Rue La La Rejiggers Its Retargeting Program

Ecommerce site Rue La La, which offers deals on designer fashion and goods, wants its members to have a great experience so they keep coming back.

“How do we stay top of mind for our best members and encourage them to come back over long periods of time?” said Jeff Steeves, VP of marketing at Rue La La.

As with many ecommerce players, one pillar of its retention strategy is retargeting. Rue La La buys media through Facebook, which performs well against the click-based metrics generally used to measure retargeting campaigns. But it found that those campaigns weren’t yielding incremental revenue growth.

“If you talk to a C-level executive at any ecommerce retailer leveraging retargeting, they care about growing revenue and profitability,” said Ric Calvillo, CEO at Nanigans, Rue La La’s programmatic partner of several years. “That’s been the question around retargeting forever: Is this really incremental, and would these visitors have converted anyway?”

Most ecommerce advertisers optimize their retargeting models toward clicks and views, assuming that because a user engaged with an ad, they’re more likely to convert. But neither of those metrics correlates to incremental revenue, Calvillo said.

“As long as you measure click-attributed return on ad spend, you’re going to confuse correlation with causation,” he said.
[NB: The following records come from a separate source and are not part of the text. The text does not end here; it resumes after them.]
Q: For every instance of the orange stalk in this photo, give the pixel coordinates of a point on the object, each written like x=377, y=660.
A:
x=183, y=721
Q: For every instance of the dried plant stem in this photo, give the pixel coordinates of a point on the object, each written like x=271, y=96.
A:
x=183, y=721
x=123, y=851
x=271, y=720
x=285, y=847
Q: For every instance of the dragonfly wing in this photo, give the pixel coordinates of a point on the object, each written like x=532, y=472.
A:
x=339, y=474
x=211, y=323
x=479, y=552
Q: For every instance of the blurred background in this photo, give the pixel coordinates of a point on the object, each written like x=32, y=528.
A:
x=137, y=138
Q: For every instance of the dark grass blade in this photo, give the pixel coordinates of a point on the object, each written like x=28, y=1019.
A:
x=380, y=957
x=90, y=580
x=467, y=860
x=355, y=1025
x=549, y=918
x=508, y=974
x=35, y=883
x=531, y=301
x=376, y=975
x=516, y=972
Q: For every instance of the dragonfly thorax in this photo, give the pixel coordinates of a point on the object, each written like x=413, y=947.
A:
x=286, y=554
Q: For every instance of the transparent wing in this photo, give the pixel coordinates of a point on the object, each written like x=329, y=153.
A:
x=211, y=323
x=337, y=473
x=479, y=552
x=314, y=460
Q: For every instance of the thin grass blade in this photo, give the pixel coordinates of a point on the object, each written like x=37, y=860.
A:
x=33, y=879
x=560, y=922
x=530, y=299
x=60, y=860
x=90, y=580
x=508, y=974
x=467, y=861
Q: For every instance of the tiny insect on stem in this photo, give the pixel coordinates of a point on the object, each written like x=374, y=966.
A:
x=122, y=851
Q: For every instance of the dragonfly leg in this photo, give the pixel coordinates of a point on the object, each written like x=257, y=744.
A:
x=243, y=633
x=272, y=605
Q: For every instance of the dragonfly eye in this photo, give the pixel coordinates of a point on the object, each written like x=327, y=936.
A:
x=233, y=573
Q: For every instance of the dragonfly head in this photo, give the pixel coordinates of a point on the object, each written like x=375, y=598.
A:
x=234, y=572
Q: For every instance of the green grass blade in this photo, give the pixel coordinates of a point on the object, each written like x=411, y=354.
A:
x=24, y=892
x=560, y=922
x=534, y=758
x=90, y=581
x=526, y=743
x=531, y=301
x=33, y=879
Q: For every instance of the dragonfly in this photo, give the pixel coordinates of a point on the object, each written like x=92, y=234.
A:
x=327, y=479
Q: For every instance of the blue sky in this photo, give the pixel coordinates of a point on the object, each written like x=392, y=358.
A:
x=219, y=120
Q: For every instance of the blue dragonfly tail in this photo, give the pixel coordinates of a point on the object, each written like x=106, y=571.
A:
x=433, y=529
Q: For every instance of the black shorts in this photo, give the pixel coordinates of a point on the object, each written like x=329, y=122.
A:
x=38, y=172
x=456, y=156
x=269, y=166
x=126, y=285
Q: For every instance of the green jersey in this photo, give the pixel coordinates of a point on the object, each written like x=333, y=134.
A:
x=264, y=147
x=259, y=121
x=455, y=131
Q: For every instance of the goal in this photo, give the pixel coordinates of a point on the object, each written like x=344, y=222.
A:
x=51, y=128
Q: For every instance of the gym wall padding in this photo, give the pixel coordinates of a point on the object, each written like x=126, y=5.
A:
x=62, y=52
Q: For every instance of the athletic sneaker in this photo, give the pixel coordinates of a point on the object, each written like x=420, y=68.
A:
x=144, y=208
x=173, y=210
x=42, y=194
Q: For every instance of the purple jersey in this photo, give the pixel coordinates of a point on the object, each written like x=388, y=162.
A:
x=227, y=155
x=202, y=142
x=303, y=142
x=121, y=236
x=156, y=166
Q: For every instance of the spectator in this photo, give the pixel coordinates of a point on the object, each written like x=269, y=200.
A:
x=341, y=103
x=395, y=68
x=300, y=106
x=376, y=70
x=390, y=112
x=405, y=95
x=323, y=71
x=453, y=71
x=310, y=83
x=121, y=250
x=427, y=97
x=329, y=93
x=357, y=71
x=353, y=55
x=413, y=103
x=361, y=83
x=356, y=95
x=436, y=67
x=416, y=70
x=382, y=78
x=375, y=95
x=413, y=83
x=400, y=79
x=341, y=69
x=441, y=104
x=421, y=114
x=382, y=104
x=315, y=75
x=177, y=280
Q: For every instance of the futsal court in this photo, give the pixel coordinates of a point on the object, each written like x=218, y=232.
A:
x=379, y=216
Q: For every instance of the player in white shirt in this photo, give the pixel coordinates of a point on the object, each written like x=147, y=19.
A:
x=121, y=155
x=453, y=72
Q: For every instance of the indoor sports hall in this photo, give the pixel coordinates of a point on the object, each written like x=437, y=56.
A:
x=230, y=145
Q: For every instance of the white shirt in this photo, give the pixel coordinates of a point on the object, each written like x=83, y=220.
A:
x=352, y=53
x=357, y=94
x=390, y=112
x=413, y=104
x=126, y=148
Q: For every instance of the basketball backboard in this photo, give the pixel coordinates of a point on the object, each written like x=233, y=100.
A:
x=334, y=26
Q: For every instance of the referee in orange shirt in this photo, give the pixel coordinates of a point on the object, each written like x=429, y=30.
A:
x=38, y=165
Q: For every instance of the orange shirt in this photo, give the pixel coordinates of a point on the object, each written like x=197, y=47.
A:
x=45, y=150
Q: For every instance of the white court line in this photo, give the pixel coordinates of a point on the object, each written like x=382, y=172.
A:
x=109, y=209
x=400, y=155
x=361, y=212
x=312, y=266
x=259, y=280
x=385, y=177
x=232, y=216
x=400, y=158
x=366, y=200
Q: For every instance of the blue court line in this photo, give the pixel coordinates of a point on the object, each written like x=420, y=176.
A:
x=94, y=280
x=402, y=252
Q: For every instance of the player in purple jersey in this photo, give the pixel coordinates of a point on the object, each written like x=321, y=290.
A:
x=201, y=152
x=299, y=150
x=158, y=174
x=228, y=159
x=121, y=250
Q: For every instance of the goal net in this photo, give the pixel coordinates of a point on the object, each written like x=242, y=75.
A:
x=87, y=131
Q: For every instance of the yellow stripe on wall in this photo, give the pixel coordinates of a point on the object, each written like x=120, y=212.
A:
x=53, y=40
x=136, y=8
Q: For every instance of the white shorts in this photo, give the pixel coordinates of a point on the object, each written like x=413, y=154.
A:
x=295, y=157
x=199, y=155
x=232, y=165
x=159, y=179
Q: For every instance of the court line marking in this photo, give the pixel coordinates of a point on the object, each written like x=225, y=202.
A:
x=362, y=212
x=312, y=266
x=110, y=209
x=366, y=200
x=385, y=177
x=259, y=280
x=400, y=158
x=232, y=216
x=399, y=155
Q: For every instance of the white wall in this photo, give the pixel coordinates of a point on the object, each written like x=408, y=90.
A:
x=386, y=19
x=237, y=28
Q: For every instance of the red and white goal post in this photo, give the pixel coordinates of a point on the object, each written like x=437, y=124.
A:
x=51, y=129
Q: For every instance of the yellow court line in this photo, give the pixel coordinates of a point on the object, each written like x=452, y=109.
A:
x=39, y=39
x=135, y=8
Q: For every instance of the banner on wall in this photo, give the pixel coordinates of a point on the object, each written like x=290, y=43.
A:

For example, if a repeat shopper watches Rue La La video ads and browses the site frequently, companies like Criteo and Google would spend more to retarget that person because they’re meeting their definition of engagement – clicking, viewing and browsing. But a regular Rue La La shopper knows what she wants, so showing her an ad probably won’t drive her to spend more.

“I don’t think people realize how broken the current optimization methodologies are,” Calvillo said.

To fix that discrepancy, Nanigans launched a tool in June that uses machine learning and predictive analytics to optimize bids for incremental sales lift.

Rue La La tried the new tool, which began running after a few weeks of ingesting data from Rue La La’s site and media buys. Incremental revenue grew six and a half times over a three-month period.

“Our prior efforts were more audience-focused,” Steeves said. “Nanigans brought the ability to identify which members we should be showing ads to, how frequently and with which message.”

Optimizing for incremental lift also helps clean up some of the retargeting issues that plague the industry, like that infamous already-purchased shoe that stalks its buyer around the web. If someone has already been targeted a few times, Nanigans’ incremental lift model will optimize a bid away from that user – even if they show classic signs of engagement, like clicking, browsing the site and watching videos.

“The number of impressions we’ve shown you matters a lot,” Calvillo said. “Pretty quickly the model will stop following you if you’re not showing signs of responding to the ad. If you’ve already bought the product, for instance, you shouldn’t see the ad anymore.”

For Rue La La, bombarding its members less with ads for things they’d already bought or seen improved the user experience, Steeves said.

“Optimizing a retargeting strategy is a huge opportunity for us and for most retailers,” he said.

Nanigans, which works with 120 advertisers, is running pilots for the incremental lift tool with about six other ecommerce sites.